It’s been awhile since President Donald Trump signed an executive order of note – but there are a number of “financial related” orders planned to be signed later today.
What could they deal with? There was plenty of speculation initially, but the White House quickly made it clear that one would deal with taxation, and two with financial regulation. The former will be enacted through an executive order, while the latter two will take the form of “presidential memorandums.” According to The Hill, All three documents will direct Treasury Secretary Steven Mnuchin to analyze key provisions of the Dodd-Frank financial reform law and the tax code, and report back on ways to improve them. CNBC first reported that Trump would sign two executive orders at the Treasury.
Trump promised to “dismantle” Dodd-Frank during his campaign and signed two executive orders in February instructing his Cabinet to look for economically beneficial reforms that could be made to the law. It’s unclear how the two memoranda to be signed Friday differ from previous orders.
The executive order directs Mnuchin to review “significant” tax regulations issued in 2016 and determine if any are too costly, complex or outside of an agency’s authority. The White House and Republican lawmakers are eager to reform the country’s tax code for the first time in 30 years and are working on separate plans to do so, though only Congress can write and repeal taxes.

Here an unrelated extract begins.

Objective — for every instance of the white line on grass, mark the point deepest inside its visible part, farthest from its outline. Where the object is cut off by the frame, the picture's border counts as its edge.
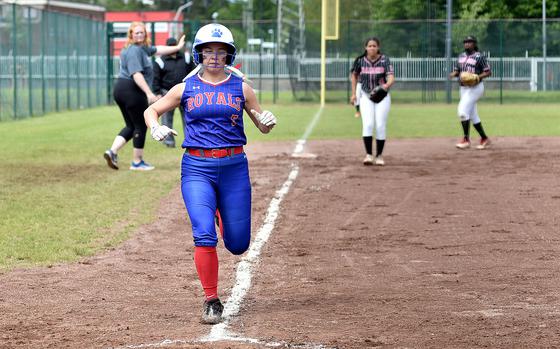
(246, 265)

One memorandum directs Mnuchin to asses the Financial Stability Oversight Council’s (FSOC) process of designating banks and financial firms “too big to fail.” FSOC, a multiagency group established in Dodd-Frank, monitors financial risks and designates certain banks and financial firms as “systemically important financial institutions” (SIFIs). That label subjects banks to tougher federal oversight, and Republicans claim the designation is applied inconsistently and arbitrarily.
Mnuchin sent the markets soaring yesterday when he said that “we’re [the Trump administration] getting pretty close to tax reform.” The administration has thus far missed their own deadlines for providing a general tax reform plan, and Mnuchin says that it hopefully will not “take till the end of the year” for reform to be passed.